Cardiovascular disease is characterised by reduced nitric oxide bioavailability resulting from oxidative stress. Our previous studies have shown that nitric oxide deficit per se increases the contribution of T-type calcium channels to vascular tone through increased superoxide from NADPH oxidase (Nox). The aim of the present study was therefore to identify the Nox isoform responsible for modulating T-type channel function, as T-type channels are implicated in several pathophysiological conditions involving oxidative stress. We evaluated T-channel function in skeletal muscle arterioles in vivo, using a novel T-channel blocker, TTA-A2 (3 μmol/L), which demonstrated no cross reactivity with L-type channels. Wild-type and Nox2 knockout (Nox2ko) mice were treated with the nitric oxide synthase inhibitor L-NAME (40 mg/kg/day) for 2 weeks. L-NAME treatment significantly increased systolic blood pressure and the contribution of T-type calcium channels to arteriolar tone in wild-type mice, and this was not prevented by Nox2 deletion.
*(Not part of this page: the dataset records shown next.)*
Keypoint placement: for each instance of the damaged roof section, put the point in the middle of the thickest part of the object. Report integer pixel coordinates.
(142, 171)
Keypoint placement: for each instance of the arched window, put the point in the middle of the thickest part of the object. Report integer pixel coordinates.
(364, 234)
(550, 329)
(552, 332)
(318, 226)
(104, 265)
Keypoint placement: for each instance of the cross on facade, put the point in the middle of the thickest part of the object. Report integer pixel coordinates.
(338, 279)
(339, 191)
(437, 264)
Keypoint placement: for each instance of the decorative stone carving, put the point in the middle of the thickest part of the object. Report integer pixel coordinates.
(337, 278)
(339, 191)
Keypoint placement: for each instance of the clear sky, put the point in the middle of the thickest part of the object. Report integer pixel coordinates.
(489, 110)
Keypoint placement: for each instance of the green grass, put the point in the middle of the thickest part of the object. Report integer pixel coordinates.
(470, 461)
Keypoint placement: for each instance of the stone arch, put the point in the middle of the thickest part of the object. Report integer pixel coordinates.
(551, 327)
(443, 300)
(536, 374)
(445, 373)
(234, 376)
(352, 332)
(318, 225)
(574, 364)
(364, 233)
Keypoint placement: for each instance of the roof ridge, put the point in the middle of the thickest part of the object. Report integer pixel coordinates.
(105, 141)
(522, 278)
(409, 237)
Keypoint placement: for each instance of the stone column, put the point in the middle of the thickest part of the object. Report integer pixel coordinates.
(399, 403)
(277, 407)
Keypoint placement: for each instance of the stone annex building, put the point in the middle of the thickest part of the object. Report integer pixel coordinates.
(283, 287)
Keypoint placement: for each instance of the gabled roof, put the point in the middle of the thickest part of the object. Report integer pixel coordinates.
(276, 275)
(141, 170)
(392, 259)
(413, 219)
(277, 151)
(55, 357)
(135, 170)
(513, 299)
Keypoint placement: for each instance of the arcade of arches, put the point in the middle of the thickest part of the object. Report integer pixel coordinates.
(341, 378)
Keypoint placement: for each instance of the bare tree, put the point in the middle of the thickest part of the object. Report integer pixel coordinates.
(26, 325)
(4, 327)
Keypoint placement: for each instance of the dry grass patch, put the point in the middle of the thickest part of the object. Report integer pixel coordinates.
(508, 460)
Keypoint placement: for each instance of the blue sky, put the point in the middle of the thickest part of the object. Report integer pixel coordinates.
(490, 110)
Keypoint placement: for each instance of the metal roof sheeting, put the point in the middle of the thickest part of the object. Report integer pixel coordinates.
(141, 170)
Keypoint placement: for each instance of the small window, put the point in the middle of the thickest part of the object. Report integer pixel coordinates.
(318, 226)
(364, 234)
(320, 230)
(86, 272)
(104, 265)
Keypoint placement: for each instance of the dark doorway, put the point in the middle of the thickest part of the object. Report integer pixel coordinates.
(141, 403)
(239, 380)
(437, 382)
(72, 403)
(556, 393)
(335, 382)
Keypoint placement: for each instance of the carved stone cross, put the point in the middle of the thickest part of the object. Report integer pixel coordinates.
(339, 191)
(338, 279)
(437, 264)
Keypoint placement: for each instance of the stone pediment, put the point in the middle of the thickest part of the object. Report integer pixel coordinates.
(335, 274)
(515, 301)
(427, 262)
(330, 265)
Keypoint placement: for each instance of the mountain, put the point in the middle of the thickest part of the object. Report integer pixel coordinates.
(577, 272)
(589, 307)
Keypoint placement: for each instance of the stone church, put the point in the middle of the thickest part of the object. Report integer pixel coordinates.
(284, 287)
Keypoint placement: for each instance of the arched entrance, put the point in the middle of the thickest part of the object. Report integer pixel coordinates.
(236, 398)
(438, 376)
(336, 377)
In Nox2ko mice, pharmacological inhibition of Nox1 (10 μmol/L ML171), Nox4 (10 μmol/L VAS2870) and Nox4-derived hydrogen peroxide (500 U/mL catalase) significantly reduced the effect of chronic nitric oxide inhibition on T-type channel function. In contrast, in wild-type mice, ML171 and VAS2870, but not catalase, reduced the contribution of T-type channels to vascular tone, suggesting a role for Nox1 and non-selective actions of VAS2870. We conclude that Nox1, but not Nox2 or Nox4, is responsible for the upregulation of T-type calcium channels elicited by chronic nitric oxide deficit. These data point to an important role for this isoform in increasing T-type channel function during oxidative stress.